How about this simple solution, which is completely general, and almost as fast as Josh O'Brien's original answer that assumed common internal names (#4).
zv <- unlist(unname(z), recursive=FALSE)
ans <- split(setNames(zv, rep(names(z), lengths(z))), names(zv))
And here is a general version that is robust to not having names:
invertList <- function(z) {
zv <- unlist(unname(z), recursive=FALSE)
zind <- if (is.null(names(zv))) sequence(lengths(z)) else names(zv)
if (!is.null(names(z)))
zv <- setNames(zv, rep(names(z), lengths(z)))
ans <- split(zv, zind)
if (is.null(names(zv)))
ans <- unname(ans)
ans
}
I'd like to add a further solution to this valuable collection (to which I have turned many times):
revert_list_str_9 <- function(x) do.call(Map, c(c, x))
If this were code golf, we'd have a clear winner! Of course, this requires the individual list entries to be in the same order. This can be extended, using various ideas from above, such as
revert_list_str_10 <- function(x) {
nme <- names(x[[1]]) # from revert_list_str_4
do.call(Map, c(c, lapply(x, `[`, nme)))
}
revert_list_str_11 <- function(x) {
nme <- Reduce(unique, lapply(x, names)) # from revert_list_str_3
do.call(Map, c(c, lapply(x, `[`, nme)))
}
Performance-wise it's also not too shabby. If stuff is properly sorted, we have a new base R solution to beat. If not, timings still are very competitive.
z <- list(z1 = list(a = 1, b = 2, c = 3), z2 = list(b = 4, a = 1, c = 0))

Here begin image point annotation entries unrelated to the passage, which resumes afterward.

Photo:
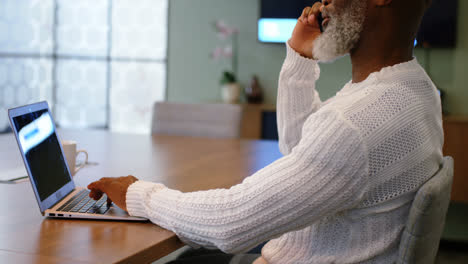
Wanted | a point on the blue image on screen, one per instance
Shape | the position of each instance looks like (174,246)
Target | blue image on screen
(276,30)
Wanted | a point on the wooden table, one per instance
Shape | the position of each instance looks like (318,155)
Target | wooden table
(187,164)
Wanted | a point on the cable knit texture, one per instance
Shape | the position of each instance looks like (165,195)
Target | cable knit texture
(342,191)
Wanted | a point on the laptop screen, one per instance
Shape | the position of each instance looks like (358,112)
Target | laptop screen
(42,152)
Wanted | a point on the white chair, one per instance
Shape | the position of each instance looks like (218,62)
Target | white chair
(197,120)
(420,239)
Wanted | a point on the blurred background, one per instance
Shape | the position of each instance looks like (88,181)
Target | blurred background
(104,63)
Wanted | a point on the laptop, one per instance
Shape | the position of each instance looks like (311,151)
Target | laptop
(48,170)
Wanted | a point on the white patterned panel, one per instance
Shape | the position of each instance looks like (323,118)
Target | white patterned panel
(82,27)
(81,93)
(139,28)
(26,26)
(23,81)
(135,87)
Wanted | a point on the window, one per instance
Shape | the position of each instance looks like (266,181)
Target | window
(99,63)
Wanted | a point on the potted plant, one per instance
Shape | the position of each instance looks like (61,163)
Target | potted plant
(230,88)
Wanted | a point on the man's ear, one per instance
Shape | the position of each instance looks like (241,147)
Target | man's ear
(382,2)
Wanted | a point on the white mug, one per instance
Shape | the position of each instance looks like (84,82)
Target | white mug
(69,148)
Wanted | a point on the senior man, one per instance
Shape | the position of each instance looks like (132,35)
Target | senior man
(352,164)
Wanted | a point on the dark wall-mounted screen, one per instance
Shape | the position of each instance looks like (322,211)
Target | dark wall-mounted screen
(439,25)
(278,18)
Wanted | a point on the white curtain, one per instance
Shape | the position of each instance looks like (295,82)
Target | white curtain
(99,63)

microbenchmark::microbenchmark(
revert_list_str_1(z), revert_list_str_2(z), revert_list_str_3(z),
revert_list_str_4(z), revert_list_str_5(z), revert_list_str_7(z),
revert_list_str_9(z), revert_list_str_10(z), revert_list_str_11(z),
times = 1e3
)
#> Unit: microseconds
#> expr min lq mean median uq max
#> revert_list_str_1(z) 51.946 60.9845 67.72623 67.2540 69.8215 1293.660
#> revert_list_str_2(z) 461.287 482.8720 513.21260 490.5495 498.8110 1961.542
#> revert_list_str_3(z) 80.180 89.4905 99.37570 92.5800 95.3185 1424.012
#> revert_list_str_4(z) 19.383 24.2765 29.50865 26.9845 29.5385 1262.080
#> revert_list_str_5(z) 499.433 525.8305 583.67299 533.1135 543.4220 25025.568
#> revert_list_str_7(z) 56.647 66.1485 74.53956 70.8535 74.2445 1309.346
#> revert_list_str_9(z) 6.128 7.9100 11.50801 10.2960 11.5240 1591.422
#> revert_list_str_10(z) 8.455 10.9500 16.06621 13.2945 14.8430 1745.134
#> revert_list_str_11(z) 14.953 19.8655 26.79825 22.1805 24.2885 2084.615
Unfortunately, this is not my creation, but exists courtesy of #thelatemail.